R. No, I’m always optimistic. My novel goes a little in another direction, but I am optimistic about technology and about the future. Things change. There are things that we see with concern, but perhaps the people who are locked in their house within the metaverse are… happy. In the end, the dystopia is within oneself, it is how one knows how to deal with technological advances and the future. If 30 years ago you said that today there are people who live at home watching series, ordering food at home and writing on the networks, many would have said that the present is dystopian.
P. Paying with bitcoins.
R. Bitcoins are a gift that God has given to nerds for all the hardships they have suffered in their lives.

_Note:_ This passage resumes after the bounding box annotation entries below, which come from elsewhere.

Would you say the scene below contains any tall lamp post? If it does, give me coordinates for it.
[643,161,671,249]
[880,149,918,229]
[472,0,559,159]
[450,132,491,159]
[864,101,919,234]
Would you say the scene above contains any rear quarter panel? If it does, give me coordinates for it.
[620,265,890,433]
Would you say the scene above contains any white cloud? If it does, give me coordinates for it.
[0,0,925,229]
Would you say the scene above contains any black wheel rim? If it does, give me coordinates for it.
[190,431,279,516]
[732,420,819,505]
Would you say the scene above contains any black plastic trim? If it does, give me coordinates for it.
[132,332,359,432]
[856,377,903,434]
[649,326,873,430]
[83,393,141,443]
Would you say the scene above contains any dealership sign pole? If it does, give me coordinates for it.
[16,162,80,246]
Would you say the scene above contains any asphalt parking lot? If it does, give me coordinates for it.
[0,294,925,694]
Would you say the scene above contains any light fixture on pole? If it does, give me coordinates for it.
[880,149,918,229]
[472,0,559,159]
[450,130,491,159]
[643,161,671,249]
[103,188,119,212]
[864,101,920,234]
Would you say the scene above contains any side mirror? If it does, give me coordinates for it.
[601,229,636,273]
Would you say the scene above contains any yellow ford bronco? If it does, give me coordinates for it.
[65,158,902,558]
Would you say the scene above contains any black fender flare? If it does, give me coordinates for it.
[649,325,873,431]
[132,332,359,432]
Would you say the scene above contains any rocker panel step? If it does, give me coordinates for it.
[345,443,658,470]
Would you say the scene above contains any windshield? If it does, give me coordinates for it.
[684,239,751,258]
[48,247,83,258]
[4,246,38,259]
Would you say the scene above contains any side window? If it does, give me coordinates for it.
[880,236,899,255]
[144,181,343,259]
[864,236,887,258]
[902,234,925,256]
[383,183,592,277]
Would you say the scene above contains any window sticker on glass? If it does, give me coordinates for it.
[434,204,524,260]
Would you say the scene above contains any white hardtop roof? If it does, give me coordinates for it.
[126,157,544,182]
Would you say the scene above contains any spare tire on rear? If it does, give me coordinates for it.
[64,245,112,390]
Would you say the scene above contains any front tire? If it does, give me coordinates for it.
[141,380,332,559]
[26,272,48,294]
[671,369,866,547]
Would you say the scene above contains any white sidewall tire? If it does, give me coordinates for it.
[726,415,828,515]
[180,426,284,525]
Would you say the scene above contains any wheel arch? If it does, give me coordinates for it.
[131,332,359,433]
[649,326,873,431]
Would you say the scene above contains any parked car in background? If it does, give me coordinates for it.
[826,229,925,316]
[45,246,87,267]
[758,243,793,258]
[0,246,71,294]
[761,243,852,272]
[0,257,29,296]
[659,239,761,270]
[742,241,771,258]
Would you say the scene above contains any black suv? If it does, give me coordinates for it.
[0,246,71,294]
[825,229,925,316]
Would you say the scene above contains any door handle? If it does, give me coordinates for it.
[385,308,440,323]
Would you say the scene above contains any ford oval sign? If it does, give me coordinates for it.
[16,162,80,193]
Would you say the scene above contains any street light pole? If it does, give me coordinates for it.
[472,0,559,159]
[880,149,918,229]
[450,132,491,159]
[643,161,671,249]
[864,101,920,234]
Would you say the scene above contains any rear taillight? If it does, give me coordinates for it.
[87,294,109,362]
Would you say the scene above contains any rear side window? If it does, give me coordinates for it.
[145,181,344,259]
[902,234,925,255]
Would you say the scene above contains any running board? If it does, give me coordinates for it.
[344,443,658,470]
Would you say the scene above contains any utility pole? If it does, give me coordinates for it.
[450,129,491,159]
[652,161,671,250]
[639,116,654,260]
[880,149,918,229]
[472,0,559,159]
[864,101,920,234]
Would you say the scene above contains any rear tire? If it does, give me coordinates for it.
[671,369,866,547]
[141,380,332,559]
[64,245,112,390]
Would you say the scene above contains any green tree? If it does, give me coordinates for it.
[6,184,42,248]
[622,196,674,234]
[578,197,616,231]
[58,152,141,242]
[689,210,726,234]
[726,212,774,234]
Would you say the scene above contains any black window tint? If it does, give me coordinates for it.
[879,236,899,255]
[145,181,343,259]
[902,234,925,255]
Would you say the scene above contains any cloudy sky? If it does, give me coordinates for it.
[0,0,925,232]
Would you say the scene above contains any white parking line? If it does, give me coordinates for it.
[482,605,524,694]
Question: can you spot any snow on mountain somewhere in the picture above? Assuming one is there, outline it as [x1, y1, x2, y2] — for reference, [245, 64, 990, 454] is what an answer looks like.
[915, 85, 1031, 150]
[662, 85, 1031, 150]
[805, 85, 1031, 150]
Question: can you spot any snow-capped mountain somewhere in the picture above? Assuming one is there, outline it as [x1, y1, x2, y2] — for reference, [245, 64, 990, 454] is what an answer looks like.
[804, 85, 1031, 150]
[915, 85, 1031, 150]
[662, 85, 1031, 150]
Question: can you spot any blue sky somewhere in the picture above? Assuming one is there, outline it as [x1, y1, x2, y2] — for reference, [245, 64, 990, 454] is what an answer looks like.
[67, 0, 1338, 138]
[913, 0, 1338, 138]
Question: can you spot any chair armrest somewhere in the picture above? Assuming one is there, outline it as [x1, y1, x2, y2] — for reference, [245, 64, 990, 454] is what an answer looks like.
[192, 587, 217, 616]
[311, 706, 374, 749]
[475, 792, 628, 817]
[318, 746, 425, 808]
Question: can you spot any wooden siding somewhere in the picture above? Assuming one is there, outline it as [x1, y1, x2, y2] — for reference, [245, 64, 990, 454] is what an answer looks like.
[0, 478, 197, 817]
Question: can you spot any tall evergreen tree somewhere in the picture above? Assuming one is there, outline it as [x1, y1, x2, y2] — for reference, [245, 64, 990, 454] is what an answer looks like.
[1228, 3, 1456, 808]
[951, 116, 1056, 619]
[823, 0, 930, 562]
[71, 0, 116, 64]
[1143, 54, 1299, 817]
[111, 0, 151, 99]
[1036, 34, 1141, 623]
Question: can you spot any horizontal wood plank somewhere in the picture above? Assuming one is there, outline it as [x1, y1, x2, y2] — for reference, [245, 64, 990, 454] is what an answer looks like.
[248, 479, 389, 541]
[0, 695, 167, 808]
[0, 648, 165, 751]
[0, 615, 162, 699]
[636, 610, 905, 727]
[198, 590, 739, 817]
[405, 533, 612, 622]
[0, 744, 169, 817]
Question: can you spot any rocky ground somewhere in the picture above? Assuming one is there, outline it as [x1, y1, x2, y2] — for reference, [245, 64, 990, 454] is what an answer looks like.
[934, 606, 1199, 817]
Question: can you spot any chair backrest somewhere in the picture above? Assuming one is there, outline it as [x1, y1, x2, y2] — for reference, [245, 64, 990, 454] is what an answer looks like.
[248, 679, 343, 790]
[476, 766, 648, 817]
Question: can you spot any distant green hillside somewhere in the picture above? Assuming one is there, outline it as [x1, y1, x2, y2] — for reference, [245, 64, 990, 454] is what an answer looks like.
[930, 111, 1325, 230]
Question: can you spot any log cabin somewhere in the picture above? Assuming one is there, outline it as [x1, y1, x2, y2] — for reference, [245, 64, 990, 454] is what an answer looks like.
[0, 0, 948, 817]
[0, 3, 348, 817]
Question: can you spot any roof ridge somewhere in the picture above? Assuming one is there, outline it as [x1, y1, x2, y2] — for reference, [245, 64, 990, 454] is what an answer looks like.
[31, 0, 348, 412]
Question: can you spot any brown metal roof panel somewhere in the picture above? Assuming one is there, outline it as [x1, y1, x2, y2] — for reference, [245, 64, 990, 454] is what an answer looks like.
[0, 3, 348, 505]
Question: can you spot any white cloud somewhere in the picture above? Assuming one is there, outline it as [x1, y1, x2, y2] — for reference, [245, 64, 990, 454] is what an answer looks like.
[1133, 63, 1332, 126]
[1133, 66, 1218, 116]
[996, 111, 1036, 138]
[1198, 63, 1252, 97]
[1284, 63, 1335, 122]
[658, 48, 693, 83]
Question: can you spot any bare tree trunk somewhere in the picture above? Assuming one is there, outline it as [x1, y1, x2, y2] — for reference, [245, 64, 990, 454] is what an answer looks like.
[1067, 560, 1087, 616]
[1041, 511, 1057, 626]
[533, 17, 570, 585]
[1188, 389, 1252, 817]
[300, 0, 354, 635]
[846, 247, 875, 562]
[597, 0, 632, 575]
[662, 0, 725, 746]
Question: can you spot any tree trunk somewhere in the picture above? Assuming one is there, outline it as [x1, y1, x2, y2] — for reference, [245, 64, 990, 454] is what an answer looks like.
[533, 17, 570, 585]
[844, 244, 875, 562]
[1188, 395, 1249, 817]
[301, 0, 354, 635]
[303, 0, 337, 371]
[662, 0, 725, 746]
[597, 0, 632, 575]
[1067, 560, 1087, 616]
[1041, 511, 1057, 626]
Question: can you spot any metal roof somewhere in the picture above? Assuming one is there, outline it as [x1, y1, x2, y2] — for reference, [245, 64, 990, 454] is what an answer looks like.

P. A lot of technology, but the core of the novel has a lot to do with the relationship between the protagonist and his daughter.
R. There is remorse on the part of the character, who has put aside his work as a father in order to achieve a prodigious achievement for humanity. It is a topic that I am passionate about. I remember reading the statements of Stephen Hawking’s first wife, in which she said that he had been very cruel to her. The word he used was cruel. And I thought, surely there will be a lot of men and women in the world who have been terrible human beings, but who have achieved things that make us better. It’s a contradiction… disturbing. And you have to exploit it.